Она увидела еще одну вещь, и вещь эта потрясла ее: на палубе быстро идущего корабля встретились у самых поручней двое — в телогрейках и сапогах, в темных рабочих шапках. Один прикуривает у другого. И тот, другой, сложив ладони по-солдатски, чтобы сильный ветер не задул спичку, спокойно и как-то очень искренне смотрит на своего товарища. Видимо, было время заката — все в пламени, даже море за поручнями в пламени. И стоят эти двое, расставив тяжелые ноги для прочности, и руки у них тяжелые, и от палубы, от поручней так и веет мощью движения и жизнью механизмов. Кажется, прислони руки к полотну, и ладонь ощутит упругую дрожь дизелей.

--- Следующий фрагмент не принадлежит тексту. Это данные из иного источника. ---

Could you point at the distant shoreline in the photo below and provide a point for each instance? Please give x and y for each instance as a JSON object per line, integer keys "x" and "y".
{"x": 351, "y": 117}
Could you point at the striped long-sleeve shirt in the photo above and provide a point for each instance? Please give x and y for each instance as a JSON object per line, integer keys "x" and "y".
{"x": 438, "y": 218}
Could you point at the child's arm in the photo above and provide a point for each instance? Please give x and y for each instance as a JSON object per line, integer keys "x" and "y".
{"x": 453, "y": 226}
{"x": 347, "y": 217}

Штоков проследил за ее взглядом, подошел и встал за ее спиной. И, не дожидаясь вопроса, сказал:
— Это «Китобои». Так называется.
Нелька хотела сказать ему, что картина прелесть. Нет, не то слово — просто это здорово сделано. И очень искренне. И тут можно много думать об этих людях. Они словно незримыми нитями были связаны с ней. Но она ничего не сказала старому художнику. Она спросила взволнованно:
— У вас есть еще что-нибудь? Нет, нет, я знаю, конечно, есть. Но тут, в мастерской, у вас есть еще что-нибудь?

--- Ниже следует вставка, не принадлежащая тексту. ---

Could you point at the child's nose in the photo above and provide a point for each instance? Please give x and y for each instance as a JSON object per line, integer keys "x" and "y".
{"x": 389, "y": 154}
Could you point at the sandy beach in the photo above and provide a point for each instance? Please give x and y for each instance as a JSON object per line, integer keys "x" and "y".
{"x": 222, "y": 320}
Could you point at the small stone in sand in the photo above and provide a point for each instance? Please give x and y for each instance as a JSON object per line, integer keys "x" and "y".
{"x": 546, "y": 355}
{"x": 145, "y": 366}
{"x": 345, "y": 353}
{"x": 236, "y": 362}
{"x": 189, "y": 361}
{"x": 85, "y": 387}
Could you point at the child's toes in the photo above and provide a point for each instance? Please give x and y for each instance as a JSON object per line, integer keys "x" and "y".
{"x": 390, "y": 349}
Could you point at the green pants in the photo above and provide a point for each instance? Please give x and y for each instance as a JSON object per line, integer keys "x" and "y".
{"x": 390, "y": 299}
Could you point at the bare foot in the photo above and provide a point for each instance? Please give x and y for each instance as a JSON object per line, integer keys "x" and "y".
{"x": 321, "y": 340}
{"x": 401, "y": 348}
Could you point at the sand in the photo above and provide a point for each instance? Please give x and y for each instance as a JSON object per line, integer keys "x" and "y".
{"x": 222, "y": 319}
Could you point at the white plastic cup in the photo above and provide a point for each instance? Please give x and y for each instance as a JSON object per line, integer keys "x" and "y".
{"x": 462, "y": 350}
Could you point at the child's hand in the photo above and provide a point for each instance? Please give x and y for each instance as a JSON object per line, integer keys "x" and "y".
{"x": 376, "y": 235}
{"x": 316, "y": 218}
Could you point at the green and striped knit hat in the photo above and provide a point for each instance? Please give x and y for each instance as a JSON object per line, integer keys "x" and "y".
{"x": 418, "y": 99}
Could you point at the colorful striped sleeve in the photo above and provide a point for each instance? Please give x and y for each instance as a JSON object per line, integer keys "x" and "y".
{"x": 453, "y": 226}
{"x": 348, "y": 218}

Она посмотрела ему в лицо. Штоков не отвел взгляда. Он был высоким и очень прямо держал голову, словно устал ее держать так, и от этого казалось, что он смотрит свысока. А он смотрел испытующе, точно оценивал ее и прикидывал, можно ли этой пигалице верить.
Штоков долго двигал холсты, обращенные лицом к стене, пока наконец не освободил большое полотно, и повернул его к ней.

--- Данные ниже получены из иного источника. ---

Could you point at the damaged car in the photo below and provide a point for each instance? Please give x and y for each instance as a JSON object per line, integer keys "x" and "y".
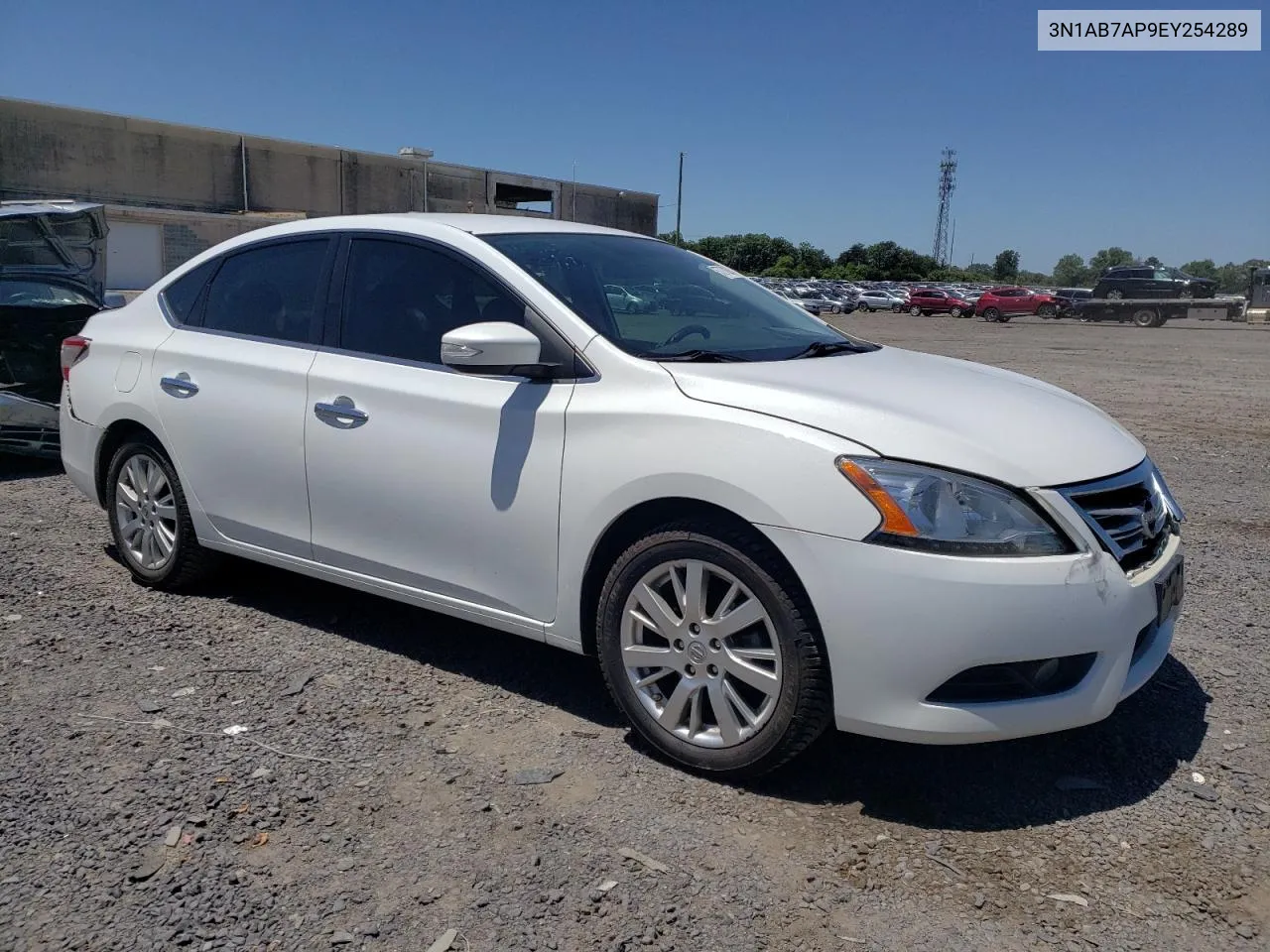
{"x": 53, "y": 275}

— Вот, — проговорил Штоков, возвращаясь на место. — «Одна тысяча девятьсот сорок второй».
Трудное, трагическое это было полотно. Почти квадратный холст, только чуть вытянутый вверх. Гулкий темный высоченный цех. Потолок даже не угадывается в каком-то синеватом мареве. Далеко-далеко, так что туда надо ехать, квадрат света — ворота в цех. Там много света. Лунная ночь. Рельсы, что идут туда почти от нижнего края картины, кое-где вспыхивают лунным светом. А на переднем плане правый край залит горячим светом от расплавленного металла. Самой разливки нет, есть только отсвет ее. А две фигуры, одна в три четверти, на танковой башне, еще черной от окалины, с металлическим блеском свежего металла. Вторая — чуть дальше. Человек готовит тали, свисающие с крана вверху. Написана картина была так, что, в сущности, две эти фигуры — самые главные. Но чувствуется, что они не одни здесь — эти двое. Нелька пригляделась и поняла — там, в глубине, на трапах вдоль стен цеха полно людей, и они там тоже ждут эту башню. А лица — одно в тени, а другое — озаренное светом плавки, — выписаны четко, подробно и крупно. Сейчас кран поднимет башню, цепи уже напряжены, и даже, кажется, слышно, как позванивают они от тяжести танковой башни. Тревожно до самоотречения, до одержимости лицо первого. Точно эта башня самая главная во всей войне и путь к победе надо отсчитывать от этой башни.